Машину потряхивает на ухабах обычной просёлочной дороги, изрядно заросшей высокой и бледной травой, но у меня возникает стойкое ощущение, что это сама земля дрожит и трескается, разверзается, расходится прямо передо мной, и разлом этот, уходящий вглубь до самого ядра, пышет адским жаром и становится всё больше, шире, отделяя меня от прежней жизни.
Есть последний шанс разогнаться и перепрыгнуть через него, вернуться в рутину привычной скучной работы, периодически возникающих денежных проблем, раздражающей толпы в пиковые часы метро и на самом деле давно уже потерявших смысл обещаний самой себе, что потом станет легче. Можно попробовать зацепиться за гнетущую серость своего прежнего существования, от которого с каждым годом всё чаще хотелось сбежать хоть куда-нибудь.
И я остаюсь. Разрешаю себе чувствовать всепоглощающий ужас, скрывать за суетливыми движениями дрожь в руках, кусать губы, в то время, как весь мой привычный мир стремительно отдаляется, становясь лишь бледной, ничего не значащей точкой на горизонте. Позади меня теперь только зияющая пустота, а впереди — неопределённость, страх и скорое забвение. Липкое ощущение холодного пота, выступающего на спине, когда перед выходом из дома нужно обязательно брать с собой пистолет.
Но я остаюсь. С ним.
Хотя уверена, что буду жалеть об этом не меньше, чем все прежние годы жалела о своём побеге. Может, останься я тогда, доверься ему, признайся себе в неправильных желаниях — и всё сложилось бы совсем иначе?
— Не в мести дело, — качает он головой и, оглядываясь по сторонам, останавливает машину прямо среди широкого поля, уходящего вниз, к реке, игривые хвостики которой виднеются вдали. — Маша, — мне приходится отозваться и всё же развернуться прямо к нему, с немым вызовом отвечать на прямой и пристальный взгляд тёмных глаз, поглаживающих моё лицо своим мрачным холодом.
Смотри же, Кирилл. Я уязвима. Испугана. Ничтожна.
Смотри. Оценивай. Сравнивай. И скажи мне, зачем тебе это нужно? Зачем тебе я?

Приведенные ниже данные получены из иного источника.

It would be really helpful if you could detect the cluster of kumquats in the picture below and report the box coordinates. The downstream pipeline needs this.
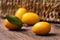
[4,8,51,35]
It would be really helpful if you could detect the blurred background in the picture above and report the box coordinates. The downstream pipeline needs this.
[0,0,60,23]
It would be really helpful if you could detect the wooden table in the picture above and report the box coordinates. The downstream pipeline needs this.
[0,18,60,40]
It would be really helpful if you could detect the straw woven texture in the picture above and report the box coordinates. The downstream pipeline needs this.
[0,0,60,23]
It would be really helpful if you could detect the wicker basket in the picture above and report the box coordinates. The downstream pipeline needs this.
[0,0,60,23]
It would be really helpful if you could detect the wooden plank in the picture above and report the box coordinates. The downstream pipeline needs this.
[0,17,60,40]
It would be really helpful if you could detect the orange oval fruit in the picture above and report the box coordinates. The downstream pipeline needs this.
[32,22,51,35]
[15,8,27,19]
[4,19,20,29]
[21,12,40,25]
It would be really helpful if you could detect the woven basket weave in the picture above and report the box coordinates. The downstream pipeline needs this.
[0,0,60,23]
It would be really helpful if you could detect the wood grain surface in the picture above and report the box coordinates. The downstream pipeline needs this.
[0,18,60,40]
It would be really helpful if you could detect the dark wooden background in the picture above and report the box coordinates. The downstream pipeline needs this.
[0,18,60,40]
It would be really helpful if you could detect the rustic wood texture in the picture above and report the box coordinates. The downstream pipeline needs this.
[0,18,60,40]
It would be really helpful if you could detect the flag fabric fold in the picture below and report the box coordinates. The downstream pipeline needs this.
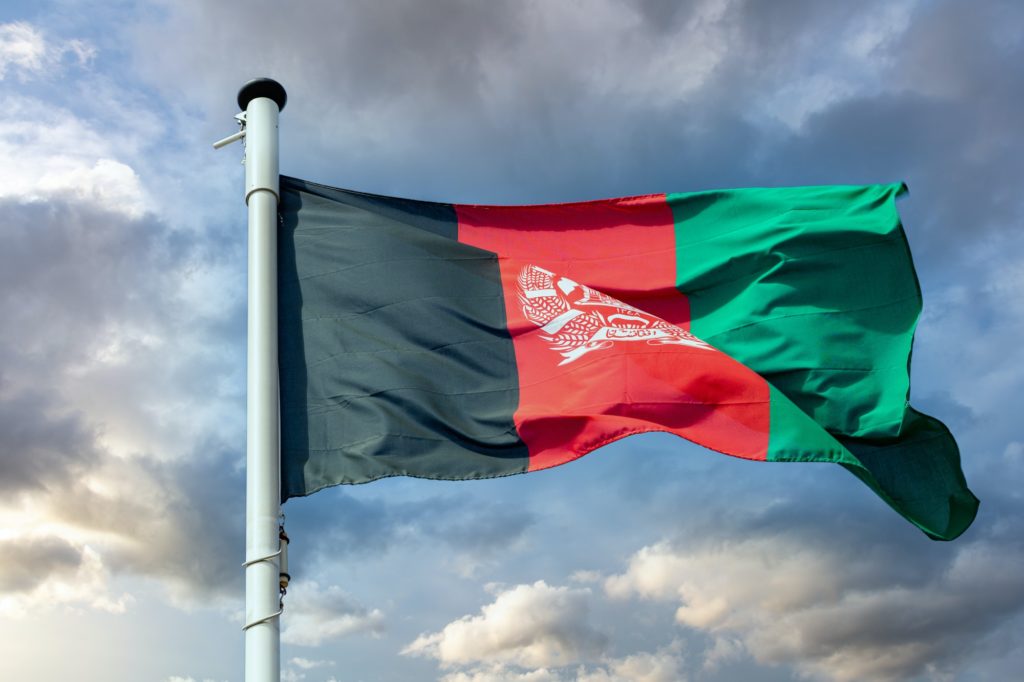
[279,177,978,540]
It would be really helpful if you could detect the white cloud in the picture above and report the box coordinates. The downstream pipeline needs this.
[605,535,1024,682]
[0,96,152,218]
[0,543,134,617]
[402,581,607,669]
[290,656,335,670]
[0,22,95,81]
[577,644,686,682]
[281,583,384,647]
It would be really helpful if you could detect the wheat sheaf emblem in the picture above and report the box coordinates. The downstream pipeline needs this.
[516,265,712,366]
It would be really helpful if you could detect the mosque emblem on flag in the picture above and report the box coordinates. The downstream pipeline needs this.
[516,265,712,366]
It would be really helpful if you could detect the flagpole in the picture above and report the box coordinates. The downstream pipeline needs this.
[239,78,288,682]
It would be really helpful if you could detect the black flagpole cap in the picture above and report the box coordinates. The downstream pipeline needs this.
[239,78,288,112]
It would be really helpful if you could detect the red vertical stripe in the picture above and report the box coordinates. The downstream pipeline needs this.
[456,196,768,470]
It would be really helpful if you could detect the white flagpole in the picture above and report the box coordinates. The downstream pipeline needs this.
[239,79,287,682]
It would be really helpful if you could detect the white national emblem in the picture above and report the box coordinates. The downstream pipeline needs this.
[517,265,712,365]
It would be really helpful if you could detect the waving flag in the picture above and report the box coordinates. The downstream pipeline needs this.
[279,177,978,540]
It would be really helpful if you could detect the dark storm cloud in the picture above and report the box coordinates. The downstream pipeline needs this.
[0,391,99,496]
[0,191,244,595]
[0,538,82,594]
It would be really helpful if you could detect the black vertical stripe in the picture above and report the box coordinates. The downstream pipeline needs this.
[278,177,528,500]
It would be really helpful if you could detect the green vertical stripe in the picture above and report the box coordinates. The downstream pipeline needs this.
[669,184,921,437]
[668,184,978,540]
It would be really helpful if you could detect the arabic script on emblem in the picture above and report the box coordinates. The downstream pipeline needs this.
[517,265,712,365]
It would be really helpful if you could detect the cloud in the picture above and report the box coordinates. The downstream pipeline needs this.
[0,22,95,81]
[577,644,687,682]
[289,656,335,670]
[0,537,82,593]
[402,581,607,668]
[0,537,133,617]
[605,532,1024,682]
[281,582,384,647]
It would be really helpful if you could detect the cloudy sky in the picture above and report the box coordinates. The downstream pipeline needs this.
[0,0,1024,682]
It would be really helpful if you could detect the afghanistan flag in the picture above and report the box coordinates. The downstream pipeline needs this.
[278,177,978,540]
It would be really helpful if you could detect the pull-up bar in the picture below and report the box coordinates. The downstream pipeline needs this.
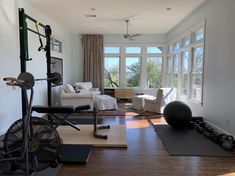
[19,8,51,116]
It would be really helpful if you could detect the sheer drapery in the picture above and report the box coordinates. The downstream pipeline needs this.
[82,35,104,92]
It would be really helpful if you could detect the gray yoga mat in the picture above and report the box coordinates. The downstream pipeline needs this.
[154,125,235,157]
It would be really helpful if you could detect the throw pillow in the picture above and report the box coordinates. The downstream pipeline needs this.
[64,84,75,93]
[74,86,81,93]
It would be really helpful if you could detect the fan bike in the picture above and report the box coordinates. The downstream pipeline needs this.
[0,72,61,175]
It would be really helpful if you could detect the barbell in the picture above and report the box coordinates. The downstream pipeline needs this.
[35,72,62,84]
[3,72,62,89]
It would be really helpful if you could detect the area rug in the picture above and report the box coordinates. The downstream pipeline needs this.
[154,125,235,157]
[59,144,93,163]
[71,103,162,117]
[57,125,127,148]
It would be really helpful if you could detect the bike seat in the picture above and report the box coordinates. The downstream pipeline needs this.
[32,105,90,114]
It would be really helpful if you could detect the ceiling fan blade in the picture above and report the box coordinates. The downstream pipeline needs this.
[131,34,142,37]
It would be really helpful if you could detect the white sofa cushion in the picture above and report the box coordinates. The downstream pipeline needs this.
[74,82,92,91]
[63,84,75,93]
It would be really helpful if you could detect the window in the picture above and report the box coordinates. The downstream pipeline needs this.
[104,57,120,87]
[166,56,173,86]
[104,44,164,88]
[191,46,203,101]
[147,47,162,54]
[126,47,141,54]
[171,54,179,88]
[147,57,162,88]
[104,47,120,54]
[125,57,140,87]
[180,51,189,96]
[193,28,204,42]
[174,42,180,51]
[164,21,205,104]
[182,37,189,46]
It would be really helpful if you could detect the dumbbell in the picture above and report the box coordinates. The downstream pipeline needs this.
[222,135,234,150]
[195,123,203,133]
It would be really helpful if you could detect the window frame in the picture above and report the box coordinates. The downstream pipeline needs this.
[104,44,166,89]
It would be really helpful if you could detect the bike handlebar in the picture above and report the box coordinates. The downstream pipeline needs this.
[3,77,24,86]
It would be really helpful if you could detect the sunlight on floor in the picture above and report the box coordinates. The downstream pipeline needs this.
[126,116,166,128]
[126,119,150,129]
[218,172,235,176]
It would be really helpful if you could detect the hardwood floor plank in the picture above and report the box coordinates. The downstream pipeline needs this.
[59,116,235,176]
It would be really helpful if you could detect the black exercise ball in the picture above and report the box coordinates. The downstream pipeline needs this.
[163,101,192,129]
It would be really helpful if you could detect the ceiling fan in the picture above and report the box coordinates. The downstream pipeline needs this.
[123,20,141,40]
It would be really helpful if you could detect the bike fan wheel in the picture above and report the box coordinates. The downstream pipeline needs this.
[4,117,61,172]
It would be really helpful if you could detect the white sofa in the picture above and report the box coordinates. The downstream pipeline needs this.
[60,83,100,110]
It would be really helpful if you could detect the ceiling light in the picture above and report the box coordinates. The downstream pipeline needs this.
[90,7,96,11]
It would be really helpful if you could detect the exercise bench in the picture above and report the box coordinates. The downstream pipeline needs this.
[32,105,110,139]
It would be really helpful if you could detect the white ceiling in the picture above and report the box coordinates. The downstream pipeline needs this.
[28,0,206,34]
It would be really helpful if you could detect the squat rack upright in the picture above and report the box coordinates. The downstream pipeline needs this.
[18,8,51,117]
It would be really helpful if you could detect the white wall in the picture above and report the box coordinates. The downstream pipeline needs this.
[0,0,73,135]
[167,0,235,135]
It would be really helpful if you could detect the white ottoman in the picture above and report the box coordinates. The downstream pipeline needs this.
[94,95,118,110]
[132,95,156,111]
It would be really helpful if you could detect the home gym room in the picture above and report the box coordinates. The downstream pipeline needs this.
[0,0,235,176]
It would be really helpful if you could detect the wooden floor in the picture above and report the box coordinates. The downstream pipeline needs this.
[59,113,235,176]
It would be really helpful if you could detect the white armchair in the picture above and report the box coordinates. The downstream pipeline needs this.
[74,82,100,95]
[60,84,100,110]
[143,88,176,114]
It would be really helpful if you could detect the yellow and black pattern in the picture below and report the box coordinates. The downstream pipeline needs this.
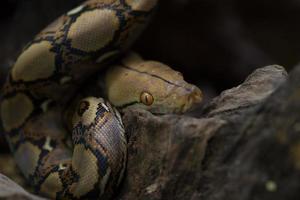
[1,0,157,199]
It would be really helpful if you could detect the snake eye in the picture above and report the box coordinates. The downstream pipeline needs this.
[77,101,90,116]
[140,92,154,106]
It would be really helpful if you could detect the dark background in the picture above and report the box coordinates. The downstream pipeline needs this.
[0,0,300,149]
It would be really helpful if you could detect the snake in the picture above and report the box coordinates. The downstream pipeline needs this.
[0,0,202,199]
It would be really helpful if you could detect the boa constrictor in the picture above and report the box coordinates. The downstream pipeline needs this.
[1,0,201,199]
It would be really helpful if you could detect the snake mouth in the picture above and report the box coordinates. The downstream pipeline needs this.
[181,87,203,113]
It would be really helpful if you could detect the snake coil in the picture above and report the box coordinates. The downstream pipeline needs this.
[1,0,201,199]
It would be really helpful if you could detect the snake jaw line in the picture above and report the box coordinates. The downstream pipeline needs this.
[1,0,201,199]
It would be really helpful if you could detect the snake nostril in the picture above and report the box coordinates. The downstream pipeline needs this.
[188,88,203,104]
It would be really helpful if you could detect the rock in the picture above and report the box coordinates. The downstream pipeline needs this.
[0,65,300,200]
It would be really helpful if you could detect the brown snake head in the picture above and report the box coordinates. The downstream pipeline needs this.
[106,54,202,114]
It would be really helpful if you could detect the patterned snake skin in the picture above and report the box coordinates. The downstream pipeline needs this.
[1,0,201,199]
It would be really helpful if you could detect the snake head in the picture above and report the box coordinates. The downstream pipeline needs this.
[105,54,202,114]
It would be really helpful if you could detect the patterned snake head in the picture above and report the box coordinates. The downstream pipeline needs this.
[106,53,202,114]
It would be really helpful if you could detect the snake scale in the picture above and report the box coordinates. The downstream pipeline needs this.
[0,0,201,199]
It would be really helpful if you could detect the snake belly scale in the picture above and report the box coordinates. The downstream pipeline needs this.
[1,0,157,199]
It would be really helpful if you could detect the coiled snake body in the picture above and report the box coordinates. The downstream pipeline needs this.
[1,0,201,199]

— Маша, — ещё раз выдыхает он особенно хрипло, тихо, как будто вообще не шевеля губами, и тянется ко мне ладонью, которую следовало бы яростно отбросить в сторону, отшвырнуть от себя, ударить; увернуться от прикосновения к своей щеке его пальцев, обманчиво-прохладных, но оставляющих линии зудящих ожогов, сплошь покрывающих мою кожу от скулы до подбородка. Самое время рассмеяться и заметить, что такие жесты срабатывают только в чёртовых фильмах, где достаточно одного пронзительно взгляда глаза в глаза, где можно поддаться эмоциям и напрочь забыть о том, что твоя жизнь висит на волоске.